[API][yes]
[Search][yes]
[UI][yes]
The facial features engine accepts a set of face landmarks and audio with their associated timestamps as input. The engine computes the correlation between the movement of the face landmarks and the audio. The correlation between the face landmarks and the audio is close to 1.0.
Training and libraries
No training is required for the facial features engine.
Engine input
The facial features engine performs segment processing. The engine accepts a custom binary file as input that contains the following in this order:
- 8 bytes containing the number of bytes of a byte-encrypted json string.

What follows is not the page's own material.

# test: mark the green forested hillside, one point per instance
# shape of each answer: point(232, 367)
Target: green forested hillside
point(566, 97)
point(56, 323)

- A byte-encrypted JSON string.
- 8 bytes containing the number of bytes of a binary audio file.
- Binary audio file.
Examples
A byte-encrypted JSON string:
{
"faceLandmarks": [ <a time-series of 68-point face landmark objects> ],
"faceTimes": [ <the timestamp (ms) of each element in the time-series> ],
"voiceStartTime": <the timestamp (ms) of the beginning of the audio file>
}
A JSON string containing each of the entries:
{
"faceLandmarks":[
[{"type":"leftEye","locationPoly":[{"x":0.3992494462245779,"y":0.4791871959208469}, ... ]},
{"type":"leftEyeBrow","locationPoly":[{"x":0.3751081599692518,"y":0.4328096755334755}, ... ]},
{"type":"rightEye","locationPoly":[{"x":0.5054534265610093,"y":0.4739422820994278}, ... ]},
{"type":"rightEyeBrow","locationPoly":[{"x":0.5046047780035698,"y":0.39965423487017754}, ... ]},
{"type":"mouth","locationPoly":[{"x":0.4395773590846622,"y":0.6907280849157791}, ... ]},
{"type":"nose","locationPoly":[{"x":0.4763590261411557,"y":0.4729081259905319}, ... ]},
{"type":"jawOutline","locationPoly":[{"x":0.3631841793953267,"y":0.47464472245756806}, ... ]}],
...
[{"type":"leftEye","locationPoly":[{"x":0.4126658274570773,"y":0.4603450470008631}, ... ]},
{"type":"leftEyeBrow","locationPoly":[{"x":0.39045616012414125,"y":0.41106438140329515}, ... ]},
{"type":"rightEye","locationPoly":[{"x":0.5192474931024308,"y":0.4613115045267522}, ... ]},
{"type":"rightEyeBrow","locationPoly":[{"x":0.5186631830886299,"y":0.38466298937949167}, ... ]},
{"type":"mouth","locationPoly":[{"x":0.4450666400615419,"y":0.6727261704418241}, ... ]},
{"type":"nose","locationPoly":[{"x":0.48727477197650026,"y":0.46038189699300586}, ... ]},
{"type":"jawOutline","locationPoly":[{"x":0.3656751344050108,"y":0.47420865840844106}, ... ]}]
],
"faceTimes":[1586993745748, ... ],
"voiceStartTime":"1586993745671"
}
Engine output
In AION, store the facial features engine output as an object and the object type as facial-features. Each face maps to a specified user identity that corresponds to an entity in a library, so the object includes the entityId and the libraryId.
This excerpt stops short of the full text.